Soon enough, though, I learn that like any good cult, this one comes with a heaping spoonful of mythology.
In 2014, obtaining the version of Nutella imported from Italy is not really a task worthy of the term quest.
(Excerpt) Read more at washingtonpost.com ...
In 1985 I was in France and a dark chocolate (well, a bit darker) version of Nutella was available. I’m not a huge fan but the kids love it.
French chocolate is usually much less sweet than American. And darker.
I know and most of the France eat Belgian chocolate.
I suppose if one has a deficiency of sugar and palm oil it’s good.
One comes from inside the US,the other...
Sugar, vegetable oil, palm oil, hazelnuts (13%), cocoa powder (7.4%), non-fat milk solids, emulsifier (soy lecithin), flavour (vanillin)
Yum, yum yum-mostly refined sugar and oil-not to mention that vanillin is an artificial flavor, and emulsifiers add fat.

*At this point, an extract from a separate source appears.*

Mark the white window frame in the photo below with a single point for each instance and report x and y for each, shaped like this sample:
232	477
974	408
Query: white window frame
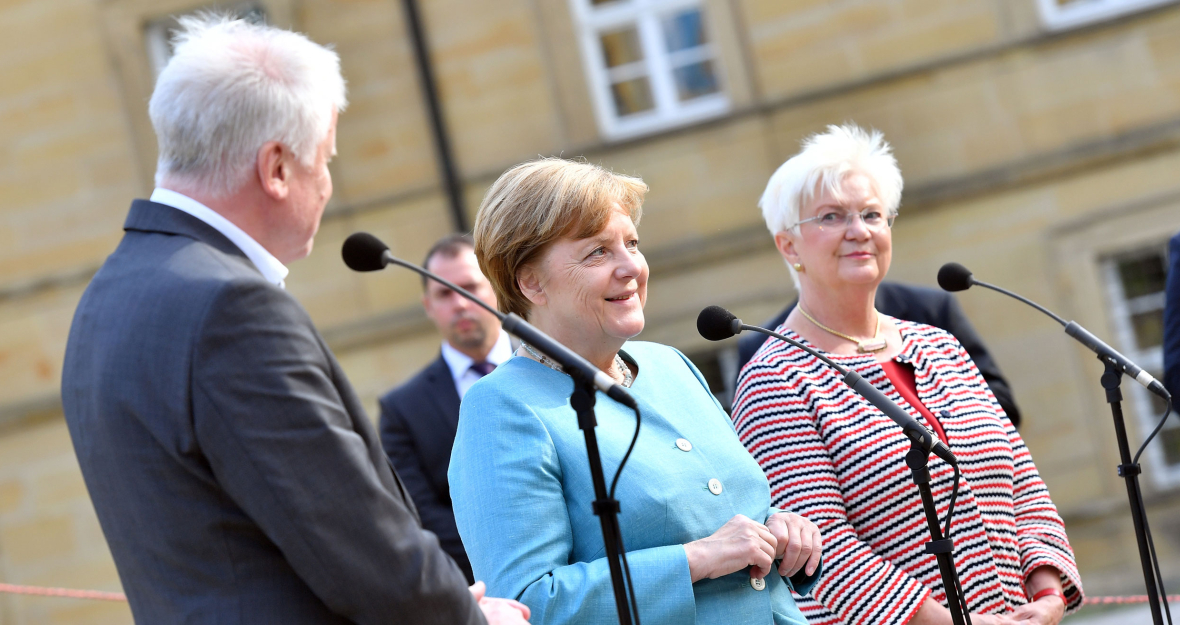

The stuff is nothing but a sugar rush...
Walking around France, I like to slather the stuff on various fresh baked breads
Whatever the recipe is here ain’t no good.
Like I said, I’m not a fan
I never developed a taste for sweet stuff other than fresh fruit-but I never gave in by buying that stuff for my cub, knowing what it was made of-yech...
You may have my share as I am not a fan of hazelnuts.
Oh man, Biscoff spread...THAT IS THE STUFF.